税額は、契約書に記されている売買金額により変わります。
参照:印紙税額の一覧表(その1)第1号文書から第4号文書まで【国税庁】
登録免許税
登録免許税とは、所有権移転登記(相続登記)などを行うときにかかる税金です。
土地の移転登記では、「固定資産税評価額×20/1000(税率)」を負担します。
譲渡所得税
譲渡所得税は、売却したことで生じた譲渡所得(売却益)に対して負担する税金です。
譲渡所得税の内訳は、所得税と住民税、復興特別所得税となり、税率は所有期間により変わります。
相続した土地の売却時にかかる譲渡所得税の計算方法
本章では、譲渡所得税の計算方法をご紹介します。
譲渡所得の計算方法
はじめに譲渡所得税の算出式は、以下のとおりです。
〇譲渡所得=譲渡収入金額※1-(取得費※2+譲渡費用※3)
※1土地の譲渡代金と固定資産税・都市計画税の清算金
※2土地購入時の金額(購入当時の売買契約書等で確認)
※3売却で直接かかった費用(仲介手数料や測量費等に要した費用)
上記の式にあてはめることで、譲渡所得を計算できます。
また、譲渡所得税を算出する方法は以下のとおりです。
〇課税譲渡所得=譲渡所得-特別控除※4
※4空き家の3,000万円特別控除や1,000万円特別控除(平成21年および平成22年に取得した土地の場合)が該当する(利用には一定の要件が必要)
特別控除で差し引き残った金額が課税譲渡所得です。
仮に、特別控除を使い譲渡所得が0円だと税負担はありません。
〇譲渡所得税=課税譲渡所得×譲渡所得税率(復興税含む)
上記により譲渡所得税を算出できます。
取得費が不明な場合
取得費が不明な場合は、譲渡収入金額の5%を取得費として計上します。
購入当時の契約書等がなく、金額(取得費)がわからない場合に用います。
税率
税率は、土地の所有期間により異なります。
短期譲渡所得(所有期間5年以下) | 39.63%【所得税30.63%、住民税9%】 |
長期譲渡所得(所有期間5年超) | 20.315%【所得税15.315%、住民税5%】 |
10年超軽減税率の特例 | 課税譲渡所得6,000万円以下の部分に限り14.21%【所得税10.21%、住民税4%】となる |
相続開始から3年以内に土地を売却した際に利用できる特別控除
相続開始から3年以内の土地売却であれば、特別控除を利用できる可能性があります。
以下に、利用できる控除についてご紹介します。
取得費加算の特例
取得費加算の特例とは、相続が開始された日から3年10か月以内に相続財産を売却した場合に相続税額の一部を取得費に加えられる制度です。

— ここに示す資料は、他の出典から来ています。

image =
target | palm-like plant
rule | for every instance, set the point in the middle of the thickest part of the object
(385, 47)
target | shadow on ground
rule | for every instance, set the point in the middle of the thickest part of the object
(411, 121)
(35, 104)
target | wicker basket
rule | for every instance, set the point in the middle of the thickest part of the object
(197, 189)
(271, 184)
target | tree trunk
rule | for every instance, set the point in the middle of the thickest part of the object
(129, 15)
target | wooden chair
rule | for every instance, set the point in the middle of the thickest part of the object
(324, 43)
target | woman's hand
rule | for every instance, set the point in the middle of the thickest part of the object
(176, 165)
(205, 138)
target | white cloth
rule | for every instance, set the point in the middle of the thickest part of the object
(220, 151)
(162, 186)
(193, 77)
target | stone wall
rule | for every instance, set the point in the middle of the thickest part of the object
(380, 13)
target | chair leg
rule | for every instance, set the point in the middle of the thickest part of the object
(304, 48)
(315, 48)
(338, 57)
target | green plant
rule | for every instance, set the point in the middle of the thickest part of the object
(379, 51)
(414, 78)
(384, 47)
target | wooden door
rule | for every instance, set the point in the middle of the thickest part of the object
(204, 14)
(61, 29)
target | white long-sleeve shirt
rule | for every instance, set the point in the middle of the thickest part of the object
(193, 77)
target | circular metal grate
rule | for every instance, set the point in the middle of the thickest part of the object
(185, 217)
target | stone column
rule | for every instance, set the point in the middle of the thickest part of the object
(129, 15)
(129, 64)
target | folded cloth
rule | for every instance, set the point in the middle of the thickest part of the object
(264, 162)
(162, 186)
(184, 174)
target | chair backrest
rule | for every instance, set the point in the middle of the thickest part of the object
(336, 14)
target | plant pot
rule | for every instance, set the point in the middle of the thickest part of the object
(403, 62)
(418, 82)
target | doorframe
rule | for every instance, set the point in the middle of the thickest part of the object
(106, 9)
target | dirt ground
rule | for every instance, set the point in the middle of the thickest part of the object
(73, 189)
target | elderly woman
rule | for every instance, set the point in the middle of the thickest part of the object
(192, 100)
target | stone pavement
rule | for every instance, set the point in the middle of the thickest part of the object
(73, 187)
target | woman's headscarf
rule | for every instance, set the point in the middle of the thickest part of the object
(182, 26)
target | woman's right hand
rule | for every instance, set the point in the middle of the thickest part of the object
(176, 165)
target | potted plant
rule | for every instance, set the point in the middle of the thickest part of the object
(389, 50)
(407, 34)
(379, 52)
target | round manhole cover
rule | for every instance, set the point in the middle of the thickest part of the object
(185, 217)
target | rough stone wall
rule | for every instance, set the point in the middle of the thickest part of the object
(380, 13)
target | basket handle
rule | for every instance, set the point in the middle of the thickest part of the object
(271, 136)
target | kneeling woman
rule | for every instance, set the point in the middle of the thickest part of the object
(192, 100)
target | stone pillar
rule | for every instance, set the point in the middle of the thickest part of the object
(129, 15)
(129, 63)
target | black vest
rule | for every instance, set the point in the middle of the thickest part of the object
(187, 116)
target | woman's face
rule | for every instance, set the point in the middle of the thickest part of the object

これにより取得費として計上できる金銭が増えるため、節税につながります。
相続空き家の3,000万円特別控除
相続空き家の3,000万円特別控除とは、一定の要件を満たした場合に譲渡所得から最大3,000万円を差し引ける制度です。
2023年度の税制改正により、共有の場合で相続人が2人以下の場合は一人当たり3,000万円までの控除、3人以上の場合は一人当たり2,000万円までの控除となります。
相続した土地売却時に利用できる控除
相続した土地売却時に利用できる控除をご紹介します。
1,000万円特別控除(平成21年および平成22年に取得した土地の場合)
1,000万円特別控除とは、平成21年と22年に取得し一定の要件を満たした土地を譲渡したときに使える制度です。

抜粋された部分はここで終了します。